No entanto, a decisão judicial ignorou esses esclarecimentos e manteve a prisão preventiva com o fundamento de “risco de fuga”. A juíza Sorrentino afirmou que, apesar de não ter identificado abuso por parte dos policiais, persistem indícios — ainda que hipotéticos — de comportamento que poderia frustrar a execução penal. O ministro Alexandre de Moraes, autor do mandado de prisão, apontou a combinação entre a violação da tornozeleira e a vigília como elementos de risco.
Esse uso do condicional — “poderia haver”, “possível risco” — como base para uma medida tão drástica quanto a prisão levanta questões seríssimas sobre os limites da cautela no sistema penal. A audiência de custódia, instituída para garantir proteção ao detido, aparentemente serviu aqui mais como confirmação de uma decisão já tomada do que como mecanismo efetivo de salvaguarda.
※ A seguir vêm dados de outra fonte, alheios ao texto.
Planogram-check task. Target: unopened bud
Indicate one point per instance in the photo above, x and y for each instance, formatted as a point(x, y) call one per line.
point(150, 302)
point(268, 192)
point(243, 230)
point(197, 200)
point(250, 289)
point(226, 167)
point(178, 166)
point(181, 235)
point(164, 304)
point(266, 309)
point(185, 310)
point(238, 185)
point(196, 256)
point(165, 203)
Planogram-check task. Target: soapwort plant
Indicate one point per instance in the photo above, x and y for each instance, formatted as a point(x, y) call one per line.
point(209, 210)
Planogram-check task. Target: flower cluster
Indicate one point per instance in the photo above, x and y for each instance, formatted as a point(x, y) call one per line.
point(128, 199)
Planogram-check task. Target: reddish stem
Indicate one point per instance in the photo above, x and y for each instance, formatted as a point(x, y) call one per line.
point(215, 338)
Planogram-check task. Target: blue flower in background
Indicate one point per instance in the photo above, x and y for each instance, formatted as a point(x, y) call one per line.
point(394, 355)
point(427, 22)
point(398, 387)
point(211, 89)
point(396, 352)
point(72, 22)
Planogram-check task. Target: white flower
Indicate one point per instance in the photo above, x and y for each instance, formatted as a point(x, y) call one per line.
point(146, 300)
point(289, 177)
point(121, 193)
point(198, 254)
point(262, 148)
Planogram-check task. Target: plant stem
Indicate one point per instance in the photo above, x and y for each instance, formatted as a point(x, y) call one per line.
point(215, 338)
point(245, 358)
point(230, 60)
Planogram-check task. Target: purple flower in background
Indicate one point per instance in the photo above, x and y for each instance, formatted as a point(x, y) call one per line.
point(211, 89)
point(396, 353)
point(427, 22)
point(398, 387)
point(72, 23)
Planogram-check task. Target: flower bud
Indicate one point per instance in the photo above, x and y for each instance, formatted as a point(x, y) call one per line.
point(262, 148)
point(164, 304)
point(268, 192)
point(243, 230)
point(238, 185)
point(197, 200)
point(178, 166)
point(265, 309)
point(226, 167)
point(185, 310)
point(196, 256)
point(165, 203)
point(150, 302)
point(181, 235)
Além disso, o momento da audiência foi marcado por forte pressão política e simbólica: a mobilização de apoiadores em Brasília, a intensa cobertura midiática e o caráter altamente sensacionalista do episódio contribuíram para moldar a narrativa pública. Decisões dessa gravidade, adotadas em um ambiente tão carregado, suscitam dúvidas sobre a independência do Judiciário frente a pressões externas.
A conversão de hipóteses em premissas jurídicas consolidadas não é apenas um problema teórico — é uma ruptura com o princípio da presunção de inocência. Ao tratar projeções como verdades, a Justiça se afasta do que deve ser seu papel central: julgar com base em provas e evidências, não em especulações. A lógica penal, em sua essência, exige objetividade — não conjecturas.
Se esse precedente for consolidado, abre-se um caminho perigoso: qualquer acusação pode ser construída sobre probabilidades, transformando medidas cautelares em punições antecipadas. A democracia não sobrevive quando a Justiça abandona o terreno seguro dos fatos e se aventura no campo instável das suposições. E a sociedade perde, porque a integridade do processo penal — garantida para todos — é posta em risco.